Dataset definition: 1b_minimal_dataset_definition.py
from ehrql import Dataset
from ehrql.tables.examples.tutorial import patients

dataset = Dataset()

year_of_birth = patients.date_of_birth.year
dataset.define_population(year_of_birth >= 2000)

dataset.sex = patients.sex

If we run this against the sample data provided, it will pick out only patients who were born in 2000 or later, and will also provide information about sex as a new column.

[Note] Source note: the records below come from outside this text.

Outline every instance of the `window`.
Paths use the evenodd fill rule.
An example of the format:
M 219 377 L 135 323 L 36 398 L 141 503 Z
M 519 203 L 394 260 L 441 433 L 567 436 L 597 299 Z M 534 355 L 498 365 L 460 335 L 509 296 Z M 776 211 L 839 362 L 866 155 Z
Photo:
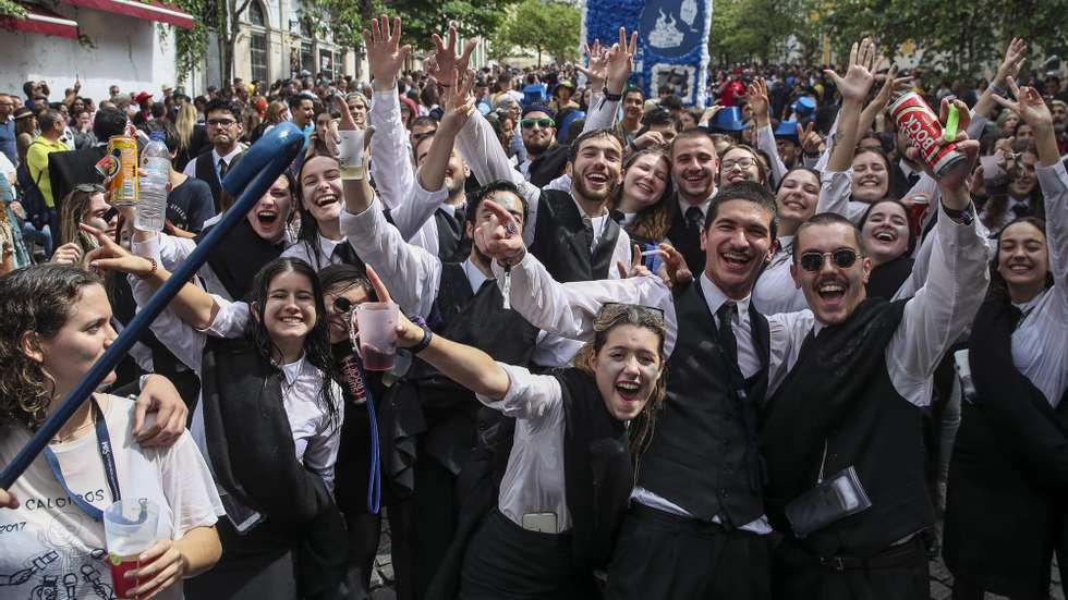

Data table: minimal/patients.csv
patient_id date_of_birth sex
1 1980-05-01 M
2 2005-10-01 F
3 1946-01-01 M
4 1920-11-01 M
5 2010-04-01 M
6 1999-12-01 F
7 2000-01-01 M

In this case, we see patient 2, 5 and 7.

Output dataset: outputs/1b_minimal_dataset_definition.csv
patient_id sex
2 F
5 M
7 M

Line by line explanation🔗

Addition of Sex🔗

Only the last line is new.

Info

In Python code, like in many other languages, the dot operator, ., appears frequently.

Generally, . is used when you want to access something "belonging" to a value. That "something" is typically either a data attribute, or a method (a function). Methods will have brackets, and may accept arguments. Attributes will not have brackets.

sex is a data attribute that is available on the patient table and can be thought of as corresponding to the sex column.

Here, we can simply look at the raw data tables to see the available columns. For real OpenSAFELY data tables, this is not possible, but you can use the schema documentation to discover which columns are available.

Your turn🔗

Run the dataset definition by:

opensafely exec ehrql:v0 generate-dataset "1b_minimal_dataset_definition.py" --dummy-tables "example-data/minimal/" --output "outputs.csv"

or if you are using project.yaml:

opensafely run extract_1b_minimal_population

Question

Can you modify the dataset definition so that the output shows:

  1. Both date_of_birth and sex columns?
  2. year_of_birth instead of date_of_birth?